Earlier this month, the Qualcomm Snapdragon 845 was made official at an event in Hawaii. Featuring 8 semi-custom Kryo 835 cores, the new Adreno 630, Qualcomm’s second generation Spectra 280 ISP, and the Hexagon 685 DSP all fabricated on Samsung Foundry’s LPP 10nm FinFET process, the Snapdragon 845 is a force to be reckoned with. So far, only Xiaomi has confirmed that their Mi 7 device will launch with Qualcomm’s latest SoC, though it’s likely the upcoming Samsung Galaxy S9 will feature it as well. Smartphones weren’t the primary focus at the Qualcomm event, however, as much of the focus was on Always Connected PCs—ie. laptops running Windows 10 on ARM. However, according to new commits we discovered, Chromebook devices powered by the Snapdragon 845 may be on the way.

Recommended Reading: Qualcomm Snapdragon Tech Summit Roundup: Snapdragon 845, Spectra 280 ISP, Hexagon 685 DSP, and More

Two commits were recently merged that add support for a generic board running the Qualcomm Snapdragon 845. The first commit we discovered simply adds a new board called “cheza” though there is no further information in this particular commit. However, a follow-up commit shows that “cheza” is actually a board overlay for a reference device powered by the Snapdragon 845 SoC. The several references to the name “chipset-qc845” are a big clue that this board overlay is for the latest Qualcomm SoC in question. Furthermore, we can also see a reference to Qualcomm in the make.defaults file.

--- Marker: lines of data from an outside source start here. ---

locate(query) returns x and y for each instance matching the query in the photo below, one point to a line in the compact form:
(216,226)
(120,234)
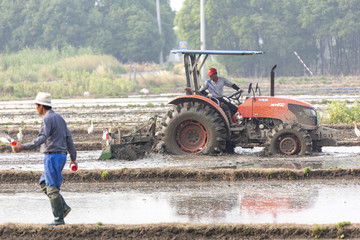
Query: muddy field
(126,114)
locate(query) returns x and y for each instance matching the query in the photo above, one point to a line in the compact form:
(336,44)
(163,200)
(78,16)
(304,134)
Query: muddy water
(304,202)
(331,157)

In the comments, there are also references to another ARM-based chip—the rk3399, which is used in the Samsung Chromebook Plus. The rk3399 is considerably less powerful than the Qualcomm Snapdragon 845, but it’s one of the few ARM chips we see on existing Chrome OS devices.

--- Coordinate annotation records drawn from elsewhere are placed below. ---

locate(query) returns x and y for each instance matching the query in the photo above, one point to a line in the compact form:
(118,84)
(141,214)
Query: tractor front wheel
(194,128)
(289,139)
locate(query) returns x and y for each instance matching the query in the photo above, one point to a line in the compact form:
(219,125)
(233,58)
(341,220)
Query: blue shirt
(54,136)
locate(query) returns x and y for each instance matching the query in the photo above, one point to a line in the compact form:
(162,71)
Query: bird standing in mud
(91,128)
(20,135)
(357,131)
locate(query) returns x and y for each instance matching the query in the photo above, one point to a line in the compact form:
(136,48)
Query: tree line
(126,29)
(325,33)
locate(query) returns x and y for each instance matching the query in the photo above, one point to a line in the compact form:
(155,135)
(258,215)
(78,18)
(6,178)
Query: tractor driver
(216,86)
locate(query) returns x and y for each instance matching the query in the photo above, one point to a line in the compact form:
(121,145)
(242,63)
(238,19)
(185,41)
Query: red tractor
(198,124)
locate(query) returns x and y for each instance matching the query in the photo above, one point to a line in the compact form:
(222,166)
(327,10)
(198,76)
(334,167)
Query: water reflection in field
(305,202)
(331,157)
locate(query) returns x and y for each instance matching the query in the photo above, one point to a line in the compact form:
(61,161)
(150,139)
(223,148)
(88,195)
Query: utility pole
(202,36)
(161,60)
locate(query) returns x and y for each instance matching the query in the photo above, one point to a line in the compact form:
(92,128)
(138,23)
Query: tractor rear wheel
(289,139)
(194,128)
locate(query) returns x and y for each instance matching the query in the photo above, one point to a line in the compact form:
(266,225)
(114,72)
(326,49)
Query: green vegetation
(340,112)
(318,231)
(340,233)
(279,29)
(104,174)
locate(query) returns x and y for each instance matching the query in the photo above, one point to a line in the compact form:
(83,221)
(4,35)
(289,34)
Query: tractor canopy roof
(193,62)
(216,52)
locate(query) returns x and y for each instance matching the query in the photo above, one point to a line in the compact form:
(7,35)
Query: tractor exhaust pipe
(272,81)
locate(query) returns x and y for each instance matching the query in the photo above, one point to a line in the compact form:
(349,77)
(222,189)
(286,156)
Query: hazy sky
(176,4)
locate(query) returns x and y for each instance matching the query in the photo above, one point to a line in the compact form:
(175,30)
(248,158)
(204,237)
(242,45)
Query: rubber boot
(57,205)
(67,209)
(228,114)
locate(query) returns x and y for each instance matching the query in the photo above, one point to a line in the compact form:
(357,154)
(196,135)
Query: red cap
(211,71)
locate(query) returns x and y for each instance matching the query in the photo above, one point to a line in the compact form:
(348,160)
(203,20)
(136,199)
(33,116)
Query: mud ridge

ChromeOS Chromebook Lock Screen Note Taking Stylus

The Samsung Chromebook Plus with the rk3399 processor

Why has it taken so long for a Qualcomm SoC to be used on a Chromebook? Around this time last year, two ex-Googlers explained that the issue revolves around “Qualcomm’s reluctance to open-source and upstream the various drivers that make up Linux support for the embedded devices.” Since these comments were made last year, it’s possible that Qualcomm has changed their stance and is working to upstream the necessary drivers.

Potentially having Chrome OS devices with a high-end Qualcomm SoC would be great for consumers. Qualcomm has already demonstrated on Windows 10 on ARM devices how the Snapdragon 845 SoC should perform—impressive battery life without compromising too heavily on performance. Thus, Qualcomm Snapdragon 845 chips shipping in future Chromebooks is certainly something to get excited about.